"Pola pikir dan budaya itu yang kemudian memutar pola, bukan hanya sebagai alat inovasi dan teknologi tetapi juga sebagai dasar kebijakan dan diplomasi," tutur Sangkot.
Menurut Sangkot, jika ingin menjadikan sains sebagai panglima maka Indonesia perlu mengembangkan sains lebih dari apa yang terlihat saat ini.
"Kalau saya, kalau kita mau menjadikan sains panglima, kita harus mengembangkan sains lebih dari apa yang dianggap peran sains sebagai saat ini," kata Sangkot.
Baca: PB IDI Minta Pemerintah Evaluasi Pelaksanaan PSBB untuk Sektor Terkecualikan
Sangkot mengatakan, mayoritas masyarakat Indonesia beranggapan sains diaplikasikan menjadi industri.
"Kalau kita tanya di Indonesia, hampir semua mengatakan sains itu fungsinya adalah sebagai hulu dari proses industri, tujuan dari sains adalah aplikasi menjadi industri," kata Sangkot.
Sementara itu, jika melihat pada zaman Hindia-Belanda, yang dibangun adalah budaya ilmiah yang unggul.
Menurut Sangkot, dengan memiliki budaya ilmiah yang unggul maka kita dapat memperoleh berbagai manfaat.
"Kalau kita punya budaya ilmiah yang unggul, kita bisa gunakan untuk bermacam-macam, (mengenai) prediksi penyakit tersebut akan berkembang kemana, faktor-faktor penyakit yang baru, dan sebagainya," kata Sangkot.
Menjadikan Sains sebagai Panglima di Masa Pandemi Sudah Terlambat
Menurut Sangkot, untuk menjadikan sains sebagai panglima di masa pandemi, hal itu dinilai sudah terlambat.

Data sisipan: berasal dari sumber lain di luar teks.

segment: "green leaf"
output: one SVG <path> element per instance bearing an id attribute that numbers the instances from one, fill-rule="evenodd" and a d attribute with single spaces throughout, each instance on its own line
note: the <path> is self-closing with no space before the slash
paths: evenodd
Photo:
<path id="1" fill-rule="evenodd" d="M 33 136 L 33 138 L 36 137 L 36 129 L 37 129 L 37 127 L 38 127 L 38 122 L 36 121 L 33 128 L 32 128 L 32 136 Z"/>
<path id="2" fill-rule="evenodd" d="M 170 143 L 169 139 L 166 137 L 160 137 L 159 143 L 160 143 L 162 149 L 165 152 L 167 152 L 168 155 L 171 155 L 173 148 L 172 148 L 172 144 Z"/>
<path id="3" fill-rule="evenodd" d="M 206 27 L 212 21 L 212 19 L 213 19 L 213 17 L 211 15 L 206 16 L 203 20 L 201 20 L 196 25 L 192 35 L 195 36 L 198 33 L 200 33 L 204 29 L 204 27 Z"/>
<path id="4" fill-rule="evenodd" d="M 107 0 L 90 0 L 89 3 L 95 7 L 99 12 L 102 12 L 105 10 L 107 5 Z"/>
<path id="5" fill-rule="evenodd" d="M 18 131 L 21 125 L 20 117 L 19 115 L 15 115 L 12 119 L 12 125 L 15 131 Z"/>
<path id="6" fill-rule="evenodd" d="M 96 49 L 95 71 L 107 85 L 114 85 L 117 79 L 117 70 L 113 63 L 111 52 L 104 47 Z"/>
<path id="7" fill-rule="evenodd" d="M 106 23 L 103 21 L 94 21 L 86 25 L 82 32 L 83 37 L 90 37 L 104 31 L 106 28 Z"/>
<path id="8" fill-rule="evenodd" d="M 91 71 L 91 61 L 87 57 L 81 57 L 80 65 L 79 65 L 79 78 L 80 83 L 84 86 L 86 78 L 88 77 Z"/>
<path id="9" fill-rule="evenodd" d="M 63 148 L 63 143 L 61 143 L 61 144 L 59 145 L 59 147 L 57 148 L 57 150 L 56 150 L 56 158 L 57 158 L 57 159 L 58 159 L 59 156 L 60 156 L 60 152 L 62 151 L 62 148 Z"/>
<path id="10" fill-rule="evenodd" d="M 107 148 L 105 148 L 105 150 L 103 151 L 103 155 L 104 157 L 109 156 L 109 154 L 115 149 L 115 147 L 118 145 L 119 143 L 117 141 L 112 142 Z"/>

"Kalau pada saat pandemi ini sudah terlambat karena sumber daya manusia kita di bidang biologi molekuler dan sebagainya sudah habis terserap untuk menangani pemeriksaan PCR dari Covid-19," kata Sangkot.
Sementara itu, menurut Sangkot ada banyak hal yang perlu mengedepankan saintifik.
"Sebetulnya banyak sekali yang perlu dilakukan saintifik tadi diangkat sekarang misalnya kita baru tau bagaimana hubungan antara rapid test berdasarkan adanya antibody dari Covid-19."
"Dengan ada atau tidaknya virus dari Covid-19 itu melalui deteksi PCR, kita perlu tahu," ujarnya.